Not only does whitebait have high cultural significance as a recreational fishery or as a treasured species and a traditional food source for indigenous Māori (McDowall 1964; Haggerty 2007), it also has considerable aquaculture potential, as it is regarded a luxury product in a suite of Southern Hemisphere countries. For this reason, the cultivation of whitebait, particularly that of inanga, has received attention in Chile (Mardones, Vega & Encina 2008; Mardones & Ríos-Escalante 2012) and to a lesser extent in New Zealand (Mitchell 1989). Attempts at artificially rearing whitebait has met with limited success (Mitchell 1989; Jeffs 2003; Mardones et al. 2008; Mardones & Ríos-Escalante 2012), partly due to technical obstacles associated with low fecundity and larval survival of inanga (Jeffs 2003; Mardones et al. 2008; Mardones & Ríos-Escalante 2012). Accordingly, the use of a different galaxiid, such as the giant kokopu, seems worthwhile. This large (up to 58 cm and 2.7 kg; David 2002) and fecund species is likely to be more robust than the much smaller inanga (maximum length 17 cm; Mardones & Ríos-Escalante 2012).

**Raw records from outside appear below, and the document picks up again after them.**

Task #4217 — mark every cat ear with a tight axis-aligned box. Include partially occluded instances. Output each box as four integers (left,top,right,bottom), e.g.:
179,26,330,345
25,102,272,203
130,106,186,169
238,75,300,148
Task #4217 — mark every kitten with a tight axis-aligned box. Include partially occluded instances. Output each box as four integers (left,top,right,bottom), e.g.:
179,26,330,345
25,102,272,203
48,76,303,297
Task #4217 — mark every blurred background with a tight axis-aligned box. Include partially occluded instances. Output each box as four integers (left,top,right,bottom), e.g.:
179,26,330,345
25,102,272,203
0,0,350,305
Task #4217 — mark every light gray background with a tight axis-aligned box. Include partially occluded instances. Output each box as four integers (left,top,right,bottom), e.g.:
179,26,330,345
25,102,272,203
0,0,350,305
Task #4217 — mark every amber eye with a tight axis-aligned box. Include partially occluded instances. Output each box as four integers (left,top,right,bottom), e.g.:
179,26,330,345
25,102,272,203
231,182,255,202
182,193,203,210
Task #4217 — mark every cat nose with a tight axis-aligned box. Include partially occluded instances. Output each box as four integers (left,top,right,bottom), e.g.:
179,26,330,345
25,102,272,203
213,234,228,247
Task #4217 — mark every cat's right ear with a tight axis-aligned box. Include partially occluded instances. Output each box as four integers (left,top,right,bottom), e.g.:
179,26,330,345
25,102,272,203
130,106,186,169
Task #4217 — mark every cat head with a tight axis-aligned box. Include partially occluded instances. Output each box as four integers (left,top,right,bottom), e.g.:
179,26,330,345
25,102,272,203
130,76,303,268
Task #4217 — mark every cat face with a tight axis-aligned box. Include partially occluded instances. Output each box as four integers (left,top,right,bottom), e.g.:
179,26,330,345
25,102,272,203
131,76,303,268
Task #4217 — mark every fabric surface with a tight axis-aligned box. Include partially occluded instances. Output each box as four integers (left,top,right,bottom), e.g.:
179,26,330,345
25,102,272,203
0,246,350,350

Despite being collected by naturalists as early as 1773 (McDowall 2010), notable gaps in the understanding of giant kokopu reproductive biology remain. Thus, spawning activity of captivity-raised giant kokopu has been observed (O'Brien & Cooper 2013) and eggs have been located in the wild (Smith, Franklin, Barker & Bartels 2013), however, egg fertilization, embryonic development, hatching and culture of this species have not been described in any detail or yielded any practical rates of success. Furthermore, key aquaculture qualities, such as the species' amenability to artificial propagation, as well as optimum conditions for fertilisation (temperature, salinity) and egg incubation, remain unexplored; knowledge of these attributes is a prerequisite for large-scale production (Mihelakakis & Kitajima 1994), whether for commercial farming or for the augmentation of dwindling stocks (giant kokopu is ranked as declining in the New Zealand threat classification system; Allibone, David, Hitchmough, Jellyman, Ling & Ravenscroft 2010). Accordingly, in our study, giant kokopu were acclimated to captivity during early gonadal recrudescence and once ovulated eggs were obtained, we sought to expose the effects of salinity and temperature on artificial fertilisation, egg incubation and hatching. Observations from captive fish were complemented with those from wild-caught fish that had ovulated eggs or were spermiating at the time of capture.

Materials and methods

Animal capture and gamete collection

Giant kokopu were caught in unbaited fyke nets set overnight in a large body of fresh water on a rural private property in Eastern Southland, New Zealand, in the austral summer (i.e. during early gonadal recrudescence) of 2009 and the early winters (i.e. when fully mature) of 2010, 2011 and 2012. At the site where ripe fish were captured, temperatures averaged 4°C, dissolved oxygen content 10.4 mg L⁻¹, salinity 0.05 PSU and pH 6.0 (Yellowstone Instruments, YSI Professional Plus). This study was approved by the Animal Ethics Committee of the University of Otago, Dunedin, New Zealand.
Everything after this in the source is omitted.